Little Red Riding Hood is Older than You Think

The story of Little Red Riding Hood, usually dated to the 16th or 17th century, may be much older, says an anthropologist who studied multiple versions from around the world.

Professor Jack Zipes, a retired professor of German at the University of Minnesota who is an expert on fairy tales and their origins, described [Dr.
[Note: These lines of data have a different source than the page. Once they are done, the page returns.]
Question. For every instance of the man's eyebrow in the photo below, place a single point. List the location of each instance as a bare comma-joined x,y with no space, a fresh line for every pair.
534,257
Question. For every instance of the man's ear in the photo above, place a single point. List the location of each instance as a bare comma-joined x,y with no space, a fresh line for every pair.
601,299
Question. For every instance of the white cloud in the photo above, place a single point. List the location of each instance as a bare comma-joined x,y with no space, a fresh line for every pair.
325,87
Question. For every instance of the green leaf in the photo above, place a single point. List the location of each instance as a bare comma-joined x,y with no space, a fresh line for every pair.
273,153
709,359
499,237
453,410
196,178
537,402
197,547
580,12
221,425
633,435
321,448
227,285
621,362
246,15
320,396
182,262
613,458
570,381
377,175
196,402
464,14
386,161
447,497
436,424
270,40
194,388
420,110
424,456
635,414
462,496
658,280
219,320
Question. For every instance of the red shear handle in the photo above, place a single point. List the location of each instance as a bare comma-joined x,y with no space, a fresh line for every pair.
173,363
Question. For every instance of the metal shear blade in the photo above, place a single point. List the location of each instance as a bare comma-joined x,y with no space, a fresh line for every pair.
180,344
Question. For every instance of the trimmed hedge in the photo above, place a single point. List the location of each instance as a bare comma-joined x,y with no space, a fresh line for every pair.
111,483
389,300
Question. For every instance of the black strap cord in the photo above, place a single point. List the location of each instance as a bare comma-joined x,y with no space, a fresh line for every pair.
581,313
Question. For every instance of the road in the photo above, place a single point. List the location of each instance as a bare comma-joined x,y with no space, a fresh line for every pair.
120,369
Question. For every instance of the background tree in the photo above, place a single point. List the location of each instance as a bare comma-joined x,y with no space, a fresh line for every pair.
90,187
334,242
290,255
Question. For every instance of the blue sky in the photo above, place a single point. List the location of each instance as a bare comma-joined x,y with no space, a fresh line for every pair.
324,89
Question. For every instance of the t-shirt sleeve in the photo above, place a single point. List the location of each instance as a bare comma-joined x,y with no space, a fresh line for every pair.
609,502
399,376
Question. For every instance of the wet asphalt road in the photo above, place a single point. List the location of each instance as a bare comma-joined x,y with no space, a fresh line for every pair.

Jamie Tehrani’s] work as “exciting”. He believes folk tales may have helped people to pass on tips for survival to new generations.

He said: “Little Red Riding Hood is about violation or rape, and I suspect that humans were just as violent in 600 BC as they are today, so they will have exchanged tales about all types of violent acts.

“I have tried to show that tales relevant to our adaptation to the environment and survival are stored in our brains and we consistently use them for all kinds of reference points.”

I had heard it argued lot of the classic European fairy tales reflect the social destruction of the Thirty Years War (1618–1648)–disease, fighting, looting.

But apparently “Little Red Riding Hood” counts as ancient Pagan wisdom.